Mesmo envolvidos com os estudos e com os preparativos para o enem, os alunos da Escola Estadual Augustinho Brandão, em Cocal dos Alves (PI) se entusiasmaram com as oficinas do Instituto Buriti e receberam o segundo módulo das atividades.
De acordo com a diretora da Escola, apesar de corrido, por conta dos estudos, os alunos se engajaram com o universo do cinema. “Eles gostaram muito e passaram a assistir mais filmes. Toda vez que tinham uma hora vaga assistiam alguma coisa”, conta.

As oficinas do Instituto Buriti foram importantes também para ensinar técnicas de produção e gravação de vídeos aos professores e alunos. A diretora conta que com as atividades realizadas pela equipe, os alunos aprenderam muito e que isso vai ser muito importante no final do ano letivo, quando os alunos produzem várias apresentações – como teatro, dança, filme – para a confraternização de final de ano com a comunidade. “Estávamos quase abolindo a parte de audiovisual, porque havia uma limitação técnica mesmo. Com as oficinas aprendemos muitas técnicas, aprendemos sobre montagem, como deixar o áudio ficar melhor. Vai nos ajudar bastante para o fim do ano”, afirma, empolgada.

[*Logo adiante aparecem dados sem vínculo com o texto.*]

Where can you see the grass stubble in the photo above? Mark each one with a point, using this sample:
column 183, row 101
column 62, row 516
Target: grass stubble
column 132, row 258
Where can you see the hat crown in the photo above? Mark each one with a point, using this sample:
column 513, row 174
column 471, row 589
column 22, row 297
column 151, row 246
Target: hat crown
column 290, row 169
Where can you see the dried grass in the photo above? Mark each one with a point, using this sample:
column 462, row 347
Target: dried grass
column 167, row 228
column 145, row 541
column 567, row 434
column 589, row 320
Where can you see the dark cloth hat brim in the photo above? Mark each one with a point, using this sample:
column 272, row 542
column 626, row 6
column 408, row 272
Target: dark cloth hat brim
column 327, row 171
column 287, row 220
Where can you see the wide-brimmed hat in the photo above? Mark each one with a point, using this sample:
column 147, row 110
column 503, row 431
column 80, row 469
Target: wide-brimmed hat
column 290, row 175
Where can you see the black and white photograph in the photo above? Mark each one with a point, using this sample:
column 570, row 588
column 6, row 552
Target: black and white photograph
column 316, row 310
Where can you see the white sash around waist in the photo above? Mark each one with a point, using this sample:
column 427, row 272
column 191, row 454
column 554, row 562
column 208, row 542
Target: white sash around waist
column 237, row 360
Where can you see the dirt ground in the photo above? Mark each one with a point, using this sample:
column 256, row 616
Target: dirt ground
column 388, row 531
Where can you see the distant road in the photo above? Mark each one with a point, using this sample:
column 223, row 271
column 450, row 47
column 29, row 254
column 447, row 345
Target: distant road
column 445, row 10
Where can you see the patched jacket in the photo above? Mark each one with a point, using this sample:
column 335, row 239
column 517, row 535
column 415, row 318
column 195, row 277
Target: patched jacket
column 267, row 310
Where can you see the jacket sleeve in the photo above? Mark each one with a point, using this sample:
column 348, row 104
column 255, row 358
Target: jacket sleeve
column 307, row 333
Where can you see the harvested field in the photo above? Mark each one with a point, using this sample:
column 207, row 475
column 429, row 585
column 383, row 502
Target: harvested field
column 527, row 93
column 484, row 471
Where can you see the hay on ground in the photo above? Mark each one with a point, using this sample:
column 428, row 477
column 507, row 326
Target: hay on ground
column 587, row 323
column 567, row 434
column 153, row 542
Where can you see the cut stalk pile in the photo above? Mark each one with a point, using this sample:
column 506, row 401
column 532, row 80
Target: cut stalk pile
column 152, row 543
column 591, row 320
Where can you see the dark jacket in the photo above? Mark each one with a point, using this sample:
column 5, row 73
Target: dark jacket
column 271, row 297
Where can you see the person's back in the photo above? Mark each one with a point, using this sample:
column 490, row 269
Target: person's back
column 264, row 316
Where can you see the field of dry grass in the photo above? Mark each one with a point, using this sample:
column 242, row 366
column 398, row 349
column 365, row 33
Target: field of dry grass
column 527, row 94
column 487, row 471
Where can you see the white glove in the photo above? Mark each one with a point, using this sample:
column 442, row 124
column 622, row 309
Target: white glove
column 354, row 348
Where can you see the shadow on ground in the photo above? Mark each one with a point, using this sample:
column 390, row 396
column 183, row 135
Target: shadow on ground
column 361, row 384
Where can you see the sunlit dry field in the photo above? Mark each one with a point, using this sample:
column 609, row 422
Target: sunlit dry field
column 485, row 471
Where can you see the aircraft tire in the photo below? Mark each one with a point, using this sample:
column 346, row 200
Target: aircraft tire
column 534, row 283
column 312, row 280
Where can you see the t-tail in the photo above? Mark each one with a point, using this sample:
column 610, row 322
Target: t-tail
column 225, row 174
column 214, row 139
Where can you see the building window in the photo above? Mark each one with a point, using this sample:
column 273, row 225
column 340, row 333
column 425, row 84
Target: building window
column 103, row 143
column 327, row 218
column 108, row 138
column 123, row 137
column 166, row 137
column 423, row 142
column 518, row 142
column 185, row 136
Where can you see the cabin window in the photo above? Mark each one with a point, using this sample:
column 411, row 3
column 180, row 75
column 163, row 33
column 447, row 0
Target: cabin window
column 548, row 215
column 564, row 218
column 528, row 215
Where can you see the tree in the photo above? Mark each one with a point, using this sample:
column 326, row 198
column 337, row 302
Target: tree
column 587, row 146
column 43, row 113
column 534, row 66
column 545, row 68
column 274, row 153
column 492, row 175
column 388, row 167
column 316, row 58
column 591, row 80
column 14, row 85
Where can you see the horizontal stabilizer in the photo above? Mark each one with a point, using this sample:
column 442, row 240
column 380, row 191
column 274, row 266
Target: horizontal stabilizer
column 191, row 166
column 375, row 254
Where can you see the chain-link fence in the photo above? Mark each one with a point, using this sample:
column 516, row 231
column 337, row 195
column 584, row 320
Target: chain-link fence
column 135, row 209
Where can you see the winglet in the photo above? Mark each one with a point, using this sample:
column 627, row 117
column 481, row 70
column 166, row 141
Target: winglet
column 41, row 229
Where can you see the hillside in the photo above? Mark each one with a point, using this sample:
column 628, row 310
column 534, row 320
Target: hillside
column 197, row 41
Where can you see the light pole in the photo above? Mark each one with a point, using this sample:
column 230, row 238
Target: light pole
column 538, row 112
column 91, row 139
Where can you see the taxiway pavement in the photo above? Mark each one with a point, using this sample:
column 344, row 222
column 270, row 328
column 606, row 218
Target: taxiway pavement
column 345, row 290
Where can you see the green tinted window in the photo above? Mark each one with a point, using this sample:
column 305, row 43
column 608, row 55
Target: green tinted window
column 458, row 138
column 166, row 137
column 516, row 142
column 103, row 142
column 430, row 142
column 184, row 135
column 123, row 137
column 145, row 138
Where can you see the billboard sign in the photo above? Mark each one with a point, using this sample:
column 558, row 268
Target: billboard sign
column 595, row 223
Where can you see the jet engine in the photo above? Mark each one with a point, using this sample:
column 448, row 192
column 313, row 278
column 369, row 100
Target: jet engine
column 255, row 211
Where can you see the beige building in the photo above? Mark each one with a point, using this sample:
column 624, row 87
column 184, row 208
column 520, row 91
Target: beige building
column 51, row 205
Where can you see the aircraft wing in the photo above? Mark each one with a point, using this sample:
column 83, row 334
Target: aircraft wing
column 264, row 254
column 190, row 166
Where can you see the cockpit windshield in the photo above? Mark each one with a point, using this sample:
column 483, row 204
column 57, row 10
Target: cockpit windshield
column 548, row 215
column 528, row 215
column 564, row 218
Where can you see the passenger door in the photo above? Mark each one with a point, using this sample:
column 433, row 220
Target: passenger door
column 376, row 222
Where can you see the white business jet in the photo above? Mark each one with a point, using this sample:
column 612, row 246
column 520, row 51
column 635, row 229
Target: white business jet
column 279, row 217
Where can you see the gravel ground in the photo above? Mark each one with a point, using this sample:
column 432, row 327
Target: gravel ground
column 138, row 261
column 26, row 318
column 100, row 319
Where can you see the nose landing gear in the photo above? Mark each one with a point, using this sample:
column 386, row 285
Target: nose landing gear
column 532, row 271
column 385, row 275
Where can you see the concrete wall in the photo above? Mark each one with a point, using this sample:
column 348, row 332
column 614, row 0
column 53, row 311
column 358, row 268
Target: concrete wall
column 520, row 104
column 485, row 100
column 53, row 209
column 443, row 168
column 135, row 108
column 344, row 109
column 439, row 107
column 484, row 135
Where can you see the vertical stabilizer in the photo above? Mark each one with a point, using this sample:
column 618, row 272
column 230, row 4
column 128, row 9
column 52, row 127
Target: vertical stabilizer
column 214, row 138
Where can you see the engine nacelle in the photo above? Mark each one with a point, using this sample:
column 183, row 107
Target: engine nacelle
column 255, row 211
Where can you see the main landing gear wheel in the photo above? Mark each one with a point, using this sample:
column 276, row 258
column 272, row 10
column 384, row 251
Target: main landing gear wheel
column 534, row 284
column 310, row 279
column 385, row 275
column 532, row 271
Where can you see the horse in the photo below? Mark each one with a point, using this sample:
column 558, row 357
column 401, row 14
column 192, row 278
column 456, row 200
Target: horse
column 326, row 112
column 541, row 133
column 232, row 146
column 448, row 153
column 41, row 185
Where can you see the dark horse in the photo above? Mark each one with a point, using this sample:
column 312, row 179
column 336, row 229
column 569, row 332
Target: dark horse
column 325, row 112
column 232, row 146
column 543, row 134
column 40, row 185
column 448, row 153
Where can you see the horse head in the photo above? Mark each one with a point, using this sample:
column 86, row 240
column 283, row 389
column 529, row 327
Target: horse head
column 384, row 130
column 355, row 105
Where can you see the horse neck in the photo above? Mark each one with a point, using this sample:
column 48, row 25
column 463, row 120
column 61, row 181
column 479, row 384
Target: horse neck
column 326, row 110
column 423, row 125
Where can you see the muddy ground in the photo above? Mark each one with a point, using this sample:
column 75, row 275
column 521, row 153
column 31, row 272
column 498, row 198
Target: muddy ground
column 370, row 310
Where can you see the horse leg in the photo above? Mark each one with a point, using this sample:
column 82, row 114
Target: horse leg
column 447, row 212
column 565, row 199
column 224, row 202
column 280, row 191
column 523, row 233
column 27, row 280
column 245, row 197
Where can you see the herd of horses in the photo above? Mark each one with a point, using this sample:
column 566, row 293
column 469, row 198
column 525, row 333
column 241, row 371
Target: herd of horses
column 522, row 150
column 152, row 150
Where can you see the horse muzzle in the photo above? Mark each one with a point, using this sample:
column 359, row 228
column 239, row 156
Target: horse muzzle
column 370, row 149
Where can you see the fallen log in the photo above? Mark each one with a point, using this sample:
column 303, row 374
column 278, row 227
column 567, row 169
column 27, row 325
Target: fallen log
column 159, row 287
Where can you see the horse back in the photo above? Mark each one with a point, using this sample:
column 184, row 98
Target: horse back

Durante o primeiro semestre, professores e alunos participaram de três dias de palestras na instituição de ensino, recebendo orientações com conceitos básicos de produção (roteiro, câmera, edição, entre outros). Em seguida se dividiram em grupos para a criação de curtas-metragens ao longo do ano, para exibição no encerramento, em sessão aberta a comunidade.Veja dois curtas produzidos.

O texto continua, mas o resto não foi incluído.